A majority of Idahoans (51%) have concerns about the security of elections in the United States, but less than a quarter (22%) have concerns about the security in Idaho itself.
A majority of Idahoans are concerned about campaign spending by independent groups in Idaho.
Yet our legislature's top concerns seem to be culture issues. Bathrooms, "DEI," using taxpayer money to help fund private/religious schools, libraries, tax cuts versus increased/adequate funding for our PUBLIC schools. And look at the legislature's stance on abortion and higher education. Idaho is having trouble attracting and keeping doctors. Could legislation that once again, is contrary to the wishes of Idahoans, contribute to that issue. And we just lost another University president as Dr. Marlene Tromp is leaving for the University of Vermont. Could Idaho's legislators' insistence on controlling our institutions of higher learning contribute to retention issues at the leadership level, and recruiting issues for teachers and staff?
Not only does the legislature refuse to consider the priorities of we the people of Idaho, they try to make it even more difficult for us to take action on issues important to us when the legislature fails to act, or acts contrary to the wishes of THE MAJORITY OF IDAHOANS. Almost every legislative session, the legislature tries to make it harder if not impossible for citizen initiatives to get on the ballot and when they do, make them hard to pass. Even when they pass, the legislature does everything in their power to overturn the will of the people. Of course we do it to ourselves; we keep electing people who are more beholden to extremist groups like the IFF, the Idaho Family Policy Center, the rogue right wing nuts controlling the once great Idaho Republican Party. All of them espousing minority opinions, but well funded so they outspend and out-shout the majority. Isn't it time to elect a legislature that actually has the same priorities as the people they represent?

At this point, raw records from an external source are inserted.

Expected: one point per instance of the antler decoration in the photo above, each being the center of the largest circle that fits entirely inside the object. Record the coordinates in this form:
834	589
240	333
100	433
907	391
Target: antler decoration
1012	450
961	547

Yesterday during discussion of HB 398, Representative Clint Hostetler made quite an argument against the bill. He maintains an A+ rating from the Idaho Freedom Foundation, and as reported by Idaho Political Potatoes, the IFF was vehemently opposed to HB398, which shines a light not just on traditional lobbying but also on campaigns aimed at alarming voters enough for them to pressure their representatives to vote with the IFF and other extremist groups. During the 2024 campaign, I received text messages asking me if (name the exreme behavior) had happened and it was supported by an opponent of Representative Cody Galloway, would it change my vote? I said no, that even if what they mentioned HAD happened (I don't think it had), I wouldn't change my vote. I got a text message right back, asking if (something even more extreme) had happened, would THAT convince me to vote for Cody Galloway instead of her opponent. Again, I said no. Who conducts this "research?" Who is SO desparate, SO motivated to discredit Idaho's few Democrats, even moderate Republicans, that they will stoop so low as to create false scenarios, each one a little worse, trying to determine what claims they would have to use to get voters to change their minds and vote for their preferred candidate? WE SHOULD KNOW who is making these claims and on behalf of which organizations and candidates. Yet once again, the IFF wants to continue operating in the shadows and Representative Clint Hostetler is happy to carry their water, as is Representative David Leavitt. One (or both) of them said it's a First Amendment issue. Come on! They just want extremist groups to be able to send out salacious mail, email and texts, to put up billboards and run negative radio and TV commercials to encourage voters to pressure their representatives OR they threaten to finance primary opponents more likely to vote as instructed, and hide behind vague identification about who's really slinging the dirt. It's very telling to listen to who objects the most to bills designed to shine a light on all the darkness invading Idaho's elections.